Domain Generation Algorithms

Adversaries may make use of Domain Generation Algorithms (DGAs) to dynamically identify a destination for command and control traffic rather than relying on a list of static IP addresses or domains. This has the advantage of making it much harder for defenders block, track, or take over the command and control channel, as there potentially could be thousands of domains that malware can check for instructions.[1][2][3]

DGAs can take the form of apparently random or "gibberish" strings (ex: when they construct domain names by generating each letter. Alternatively, some DGAs employ whole words as the unit by concatenating words together instead of letters (ex: Many DGAs are time-based, generating a different domain for each time period (hourly, daily, monthly, etc). Others incorporate a seed value as well to make predicting future domains more difficult for defenders.[1][2][4][5]

Adversaries may use DGAs for the purpose of Fallback Channels. When contact is lost with the primary command and control server malware may employ a DGA as a means to reestablishing command and control.[4][6][7]

ID: T1483

Tactic: Command And Control

Platform:  Linux, macOS, Windows

Permissions Required:  User

Data Sources:  Process use of network, Packet capture, Network device logs, Netflow/Enclave netflow, DNS records

Contributors:  Sylvain Gil, Exabeam; Barry Shteiman, Exabeam; Ryan Benson, Exabeam

Version: 1.0



BONDUPDATER uses a DGA to communicate with command and control servers.[8]


CCBkdr can use a DGA for Fallback Channels if communications with the primary command and control server are lost.[4]


CHOPSTICK can use a DGA for Fallback Channels, domains are generated by concatenating words from lists.[7]


Ebury has used a DGA to generate a domain name for C2.[9]


POSHSPY uses a DGA to derive command and control URLs from a word list.[6]


This technique may be difficult to mitigate since the domains can be registered just before they are used, and disposed shortly after. Malware researchers can reverse-engineer malware variants that use DGAs and determine future domains that the malware will attempt to contact, but this is a time and resource intensive effort.[1][10] Malware is also increasingly incorporating seed values that can be unique for each instance, which would then need to be determined to extract future generated domains. In some cases, the seed that a particular sample uses can be extracted from DNS traffic.[5] Even so, there can be thousands of possible domains generated per day; this makes it impractical for defenders to preemptively register all possible C2 domains due to the cost. In some cases a local DNS sinkhole may be used to help prevent DGA-based command and control at a reduced cost.

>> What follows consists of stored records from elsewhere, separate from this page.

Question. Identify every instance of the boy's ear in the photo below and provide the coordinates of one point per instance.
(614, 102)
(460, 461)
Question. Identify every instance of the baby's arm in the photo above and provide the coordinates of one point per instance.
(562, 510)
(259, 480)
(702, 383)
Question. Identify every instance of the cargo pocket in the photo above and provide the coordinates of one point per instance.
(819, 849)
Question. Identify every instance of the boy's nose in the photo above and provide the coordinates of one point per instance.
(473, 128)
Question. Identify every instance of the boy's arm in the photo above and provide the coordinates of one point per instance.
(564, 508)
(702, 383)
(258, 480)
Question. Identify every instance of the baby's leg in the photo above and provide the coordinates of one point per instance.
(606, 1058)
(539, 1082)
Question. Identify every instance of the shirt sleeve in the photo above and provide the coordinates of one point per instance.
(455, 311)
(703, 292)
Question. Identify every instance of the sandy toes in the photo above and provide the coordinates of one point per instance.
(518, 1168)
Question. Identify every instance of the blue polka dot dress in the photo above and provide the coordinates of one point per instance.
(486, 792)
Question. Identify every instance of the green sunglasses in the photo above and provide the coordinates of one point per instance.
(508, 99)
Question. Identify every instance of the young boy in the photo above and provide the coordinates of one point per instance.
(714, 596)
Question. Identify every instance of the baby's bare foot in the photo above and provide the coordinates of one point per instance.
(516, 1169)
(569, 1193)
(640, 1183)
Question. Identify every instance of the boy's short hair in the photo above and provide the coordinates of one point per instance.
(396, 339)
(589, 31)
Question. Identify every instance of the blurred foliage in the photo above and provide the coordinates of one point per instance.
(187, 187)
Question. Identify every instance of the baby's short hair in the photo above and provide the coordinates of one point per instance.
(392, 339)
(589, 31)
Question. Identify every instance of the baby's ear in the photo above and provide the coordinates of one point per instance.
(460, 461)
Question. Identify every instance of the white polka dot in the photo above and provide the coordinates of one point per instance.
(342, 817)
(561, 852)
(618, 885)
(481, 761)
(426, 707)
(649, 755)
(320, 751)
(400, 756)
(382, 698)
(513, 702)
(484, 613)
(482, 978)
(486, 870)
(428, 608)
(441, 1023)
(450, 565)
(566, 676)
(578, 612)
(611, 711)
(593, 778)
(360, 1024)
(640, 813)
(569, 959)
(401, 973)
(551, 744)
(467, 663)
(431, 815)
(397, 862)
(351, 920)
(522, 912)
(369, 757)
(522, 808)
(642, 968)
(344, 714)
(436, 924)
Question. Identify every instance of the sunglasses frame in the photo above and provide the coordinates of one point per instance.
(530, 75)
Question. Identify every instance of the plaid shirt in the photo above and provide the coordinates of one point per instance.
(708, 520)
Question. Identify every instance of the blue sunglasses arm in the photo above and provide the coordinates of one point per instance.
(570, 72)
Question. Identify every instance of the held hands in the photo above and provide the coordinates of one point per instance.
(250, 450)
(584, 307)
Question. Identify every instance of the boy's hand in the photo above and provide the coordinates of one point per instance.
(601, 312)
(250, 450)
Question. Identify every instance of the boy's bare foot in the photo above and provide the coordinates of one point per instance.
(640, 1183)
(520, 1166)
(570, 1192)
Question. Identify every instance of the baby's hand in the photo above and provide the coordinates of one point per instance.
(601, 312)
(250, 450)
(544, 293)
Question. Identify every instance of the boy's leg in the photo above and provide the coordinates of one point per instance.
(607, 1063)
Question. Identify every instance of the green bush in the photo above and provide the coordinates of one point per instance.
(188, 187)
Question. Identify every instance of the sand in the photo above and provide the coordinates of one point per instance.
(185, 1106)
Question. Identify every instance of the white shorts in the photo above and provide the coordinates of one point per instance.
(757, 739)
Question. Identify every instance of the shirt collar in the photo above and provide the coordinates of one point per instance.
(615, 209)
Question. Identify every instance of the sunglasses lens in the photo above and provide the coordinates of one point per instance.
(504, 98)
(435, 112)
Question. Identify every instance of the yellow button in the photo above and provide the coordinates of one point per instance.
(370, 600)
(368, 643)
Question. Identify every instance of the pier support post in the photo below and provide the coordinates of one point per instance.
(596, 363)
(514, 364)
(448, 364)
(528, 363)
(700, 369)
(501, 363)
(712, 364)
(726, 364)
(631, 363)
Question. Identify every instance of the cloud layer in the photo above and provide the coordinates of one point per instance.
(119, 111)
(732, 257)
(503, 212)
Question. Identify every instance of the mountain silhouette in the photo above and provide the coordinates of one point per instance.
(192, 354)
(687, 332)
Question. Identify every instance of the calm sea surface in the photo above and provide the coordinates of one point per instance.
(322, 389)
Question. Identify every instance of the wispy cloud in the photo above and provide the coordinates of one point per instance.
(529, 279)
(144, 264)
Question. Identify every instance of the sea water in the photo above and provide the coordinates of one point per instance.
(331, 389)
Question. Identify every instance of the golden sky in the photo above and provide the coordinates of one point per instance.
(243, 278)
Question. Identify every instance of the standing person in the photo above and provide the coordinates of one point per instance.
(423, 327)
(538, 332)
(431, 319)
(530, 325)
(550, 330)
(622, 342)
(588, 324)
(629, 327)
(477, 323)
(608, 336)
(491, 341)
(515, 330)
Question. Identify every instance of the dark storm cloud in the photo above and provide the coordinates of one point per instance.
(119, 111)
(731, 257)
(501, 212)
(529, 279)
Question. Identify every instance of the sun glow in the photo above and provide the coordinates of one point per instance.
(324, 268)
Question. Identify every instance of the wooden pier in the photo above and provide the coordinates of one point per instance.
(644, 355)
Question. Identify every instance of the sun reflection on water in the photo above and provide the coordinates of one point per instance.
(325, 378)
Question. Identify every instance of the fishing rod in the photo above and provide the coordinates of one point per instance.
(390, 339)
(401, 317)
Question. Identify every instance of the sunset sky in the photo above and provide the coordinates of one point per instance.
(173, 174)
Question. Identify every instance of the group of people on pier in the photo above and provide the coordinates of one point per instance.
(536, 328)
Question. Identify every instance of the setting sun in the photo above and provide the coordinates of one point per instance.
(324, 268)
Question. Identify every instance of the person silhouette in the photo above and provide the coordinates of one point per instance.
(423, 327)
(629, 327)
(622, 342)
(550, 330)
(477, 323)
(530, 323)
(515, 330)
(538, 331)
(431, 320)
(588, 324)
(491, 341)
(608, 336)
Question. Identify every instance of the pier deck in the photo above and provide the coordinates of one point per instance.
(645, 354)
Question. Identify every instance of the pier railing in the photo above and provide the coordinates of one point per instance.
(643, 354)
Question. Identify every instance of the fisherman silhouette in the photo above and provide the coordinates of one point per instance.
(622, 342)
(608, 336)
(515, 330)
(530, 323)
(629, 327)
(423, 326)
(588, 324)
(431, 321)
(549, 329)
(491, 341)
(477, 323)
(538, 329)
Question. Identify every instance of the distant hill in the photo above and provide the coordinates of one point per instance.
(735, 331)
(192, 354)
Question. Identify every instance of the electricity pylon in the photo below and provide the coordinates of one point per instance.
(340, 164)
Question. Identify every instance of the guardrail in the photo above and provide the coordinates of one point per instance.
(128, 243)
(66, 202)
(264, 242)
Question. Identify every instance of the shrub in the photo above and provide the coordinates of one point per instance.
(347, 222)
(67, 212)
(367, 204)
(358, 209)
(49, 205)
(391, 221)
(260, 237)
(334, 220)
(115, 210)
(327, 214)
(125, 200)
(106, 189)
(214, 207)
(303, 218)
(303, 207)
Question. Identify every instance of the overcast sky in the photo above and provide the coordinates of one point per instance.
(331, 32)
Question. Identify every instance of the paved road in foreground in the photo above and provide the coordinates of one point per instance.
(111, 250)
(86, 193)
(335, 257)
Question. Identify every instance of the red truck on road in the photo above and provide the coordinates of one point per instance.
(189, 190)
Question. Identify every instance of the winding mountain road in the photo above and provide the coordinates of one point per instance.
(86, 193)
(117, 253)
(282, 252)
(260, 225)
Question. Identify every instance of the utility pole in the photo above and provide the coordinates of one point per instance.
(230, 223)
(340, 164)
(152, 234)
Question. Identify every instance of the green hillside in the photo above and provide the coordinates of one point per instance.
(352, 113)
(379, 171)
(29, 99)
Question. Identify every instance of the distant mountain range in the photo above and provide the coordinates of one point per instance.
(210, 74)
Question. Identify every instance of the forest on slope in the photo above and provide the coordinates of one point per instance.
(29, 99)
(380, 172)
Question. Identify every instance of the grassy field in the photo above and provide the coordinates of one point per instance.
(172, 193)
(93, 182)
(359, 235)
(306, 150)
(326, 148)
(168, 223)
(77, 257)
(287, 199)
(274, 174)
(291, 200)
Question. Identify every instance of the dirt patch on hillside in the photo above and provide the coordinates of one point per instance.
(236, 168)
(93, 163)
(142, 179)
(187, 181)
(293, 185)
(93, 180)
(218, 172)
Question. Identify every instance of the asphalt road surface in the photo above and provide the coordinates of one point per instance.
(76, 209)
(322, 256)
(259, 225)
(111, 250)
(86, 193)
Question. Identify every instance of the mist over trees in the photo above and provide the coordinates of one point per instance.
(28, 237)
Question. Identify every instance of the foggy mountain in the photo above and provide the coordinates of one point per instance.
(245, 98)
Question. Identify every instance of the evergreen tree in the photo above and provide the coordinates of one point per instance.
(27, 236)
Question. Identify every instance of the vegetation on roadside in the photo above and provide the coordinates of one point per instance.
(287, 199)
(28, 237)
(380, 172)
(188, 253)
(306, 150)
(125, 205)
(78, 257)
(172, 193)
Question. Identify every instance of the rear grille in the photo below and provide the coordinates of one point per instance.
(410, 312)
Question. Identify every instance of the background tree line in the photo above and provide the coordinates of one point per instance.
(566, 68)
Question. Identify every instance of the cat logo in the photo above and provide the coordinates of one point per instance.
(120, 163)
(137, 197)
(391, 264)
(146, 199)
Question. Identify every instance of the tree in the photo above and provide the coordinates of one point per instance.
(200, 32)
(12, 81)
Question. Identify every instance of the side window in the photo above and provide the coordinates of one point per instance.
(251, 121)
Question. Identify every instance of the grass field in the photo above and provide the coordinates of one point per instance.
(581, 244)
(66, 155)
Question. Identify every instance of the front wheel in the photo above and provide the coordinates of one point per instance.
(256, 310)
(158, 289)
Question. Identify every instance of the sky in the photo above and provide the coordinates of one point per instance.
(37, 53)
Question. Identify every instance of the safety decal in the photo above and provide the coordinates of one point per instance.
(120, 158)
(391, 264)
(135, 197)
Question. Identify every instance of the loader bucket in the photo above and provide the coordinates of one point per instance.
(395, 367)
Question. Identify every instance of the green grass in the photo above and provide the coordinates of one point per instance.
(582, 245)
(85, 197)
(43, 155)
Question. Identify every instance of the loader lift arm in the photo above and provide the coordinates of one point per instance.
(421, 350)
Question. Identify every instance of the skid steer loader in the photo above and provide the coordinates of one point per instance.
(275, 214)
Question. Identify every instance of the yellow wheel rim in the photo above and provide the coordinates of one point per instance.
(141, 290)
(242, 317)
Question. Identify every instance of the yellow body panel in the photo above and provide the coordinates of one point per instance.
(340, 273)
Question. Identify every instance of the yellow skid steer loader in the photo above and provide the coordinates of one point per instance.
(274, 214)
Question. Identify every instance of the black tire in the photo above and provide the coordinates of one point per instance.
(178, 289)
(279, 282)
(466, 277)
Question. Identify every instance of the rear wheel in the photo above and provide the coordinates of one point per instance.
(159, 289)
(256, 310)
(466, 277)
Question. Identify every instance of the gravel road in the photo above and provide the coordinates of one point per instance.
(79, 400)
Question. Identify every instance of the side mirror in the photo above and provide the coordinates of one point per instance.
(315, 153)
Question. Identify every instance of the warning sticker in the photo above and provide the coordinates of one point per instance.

Network intrusion detection and prevention systems that use network signatures to identify traffic for specific adversary malware can be used to mitigate activity at the network level. Signatures are often for unique indicators within protocols and may be based on the specific protocol used by a particular adversary or tool, and will likely be different across various malware families and versions. Adversaries will likely change tool C2 signatures over time or construct protocols in such a way as to avoid detection by common defensive tools. [11]


Detecting dynamically generated domains can be challenging due to the number of different DGA algorithms, constantly evolving malware families, and the increasing complexity of the algorithms. There is a myriad of approaches for detecting a pseudo-randomly generated domain name, including using frequency analysis, Markov chains, entropy, proportion of dictionary words, ratio of vowels to other characters, and more.[12] CDN domains may trigger these detections due to the format of their domain names. In addition to detecting a DGA domain based on the name, another more general approach for detecting a suspicious domain is to check for recently registered names or for rarely visited domains.

Machine learning approaches to detecting DGA domains have been developed and have seen success in applications. One approach is to use N-Gram methods to determine a randomness score for strings used in the domain name. If the randomness score is high, and the domains are not whitelisted (CDN, etc), then it may be determined if a domain or related to a legitimate host or DGA.[13] Another approach is to use deep learning to classify domains as DGA-generated.[14]